In fact, the deputies and senators must meet, in a joint session chaired by Mike Pence, who as vice president is president of the Senate, to ratify the votes of the Electoral College that on December 14 sanctioned Joe Biden’s victory by 306 electoral votes against. the 232 of the defeated Donald Trump.

The meeting, usually a procedural process, this year became the last hope of Trump, and his staunch supporters, to annul the electoral results that have been certified by the states, the Electoral College and confirmed in dozens of legal offices. , including the Supreme Court of the United States.

While Wednesday’s meeting is scheduled to confirm the defeat of the outgoing president, several of Trump’s Republican allies are expected to seize the opportunity to publicly oppose the certification of the election results when the meeting begins at 1 p.m., Washington time, as required by law. which since 1887 regulates this procedure.

Pence will be tasked with chairing the meeting, limiting himself to reading the electoral votes state by state and asking if there are objections from senators and deputies.
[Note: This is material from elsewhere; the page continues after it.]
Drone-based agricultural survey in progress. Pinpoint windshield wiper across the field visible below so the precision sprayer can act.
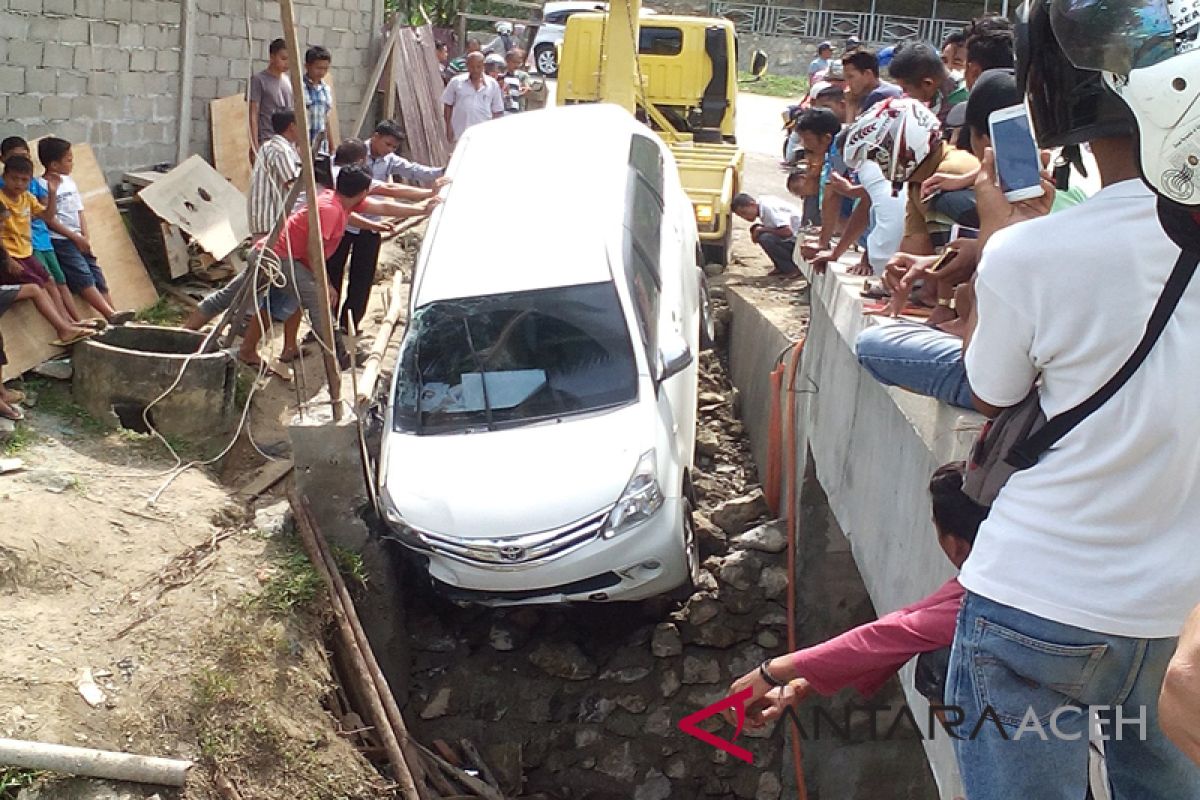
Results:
[462,317,496,431]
Objections must be in writing and supported by at least one member of the House and one member of the Senate to be considered. For each objection the joint session is suspended, to allow the House and Senate to debate, for two hours, and then vote.

While it is clear that Trump does not have the numbers to actually overturn the election result, he will have dozens of Republicans in Congress – more than 100 by media estimates – to back the objections.

And now also about a senator, Josh Hawley of Montana, who, contrary to the direct indication of the Republican Majority Leader in the Senate, Mitch McConnell, announced last Wednesday that he intends to raise objections to the electoral votes of at least one state, Pennsylvania. And speaking with journalists, he said that he did not rule out that some other senator could follow him.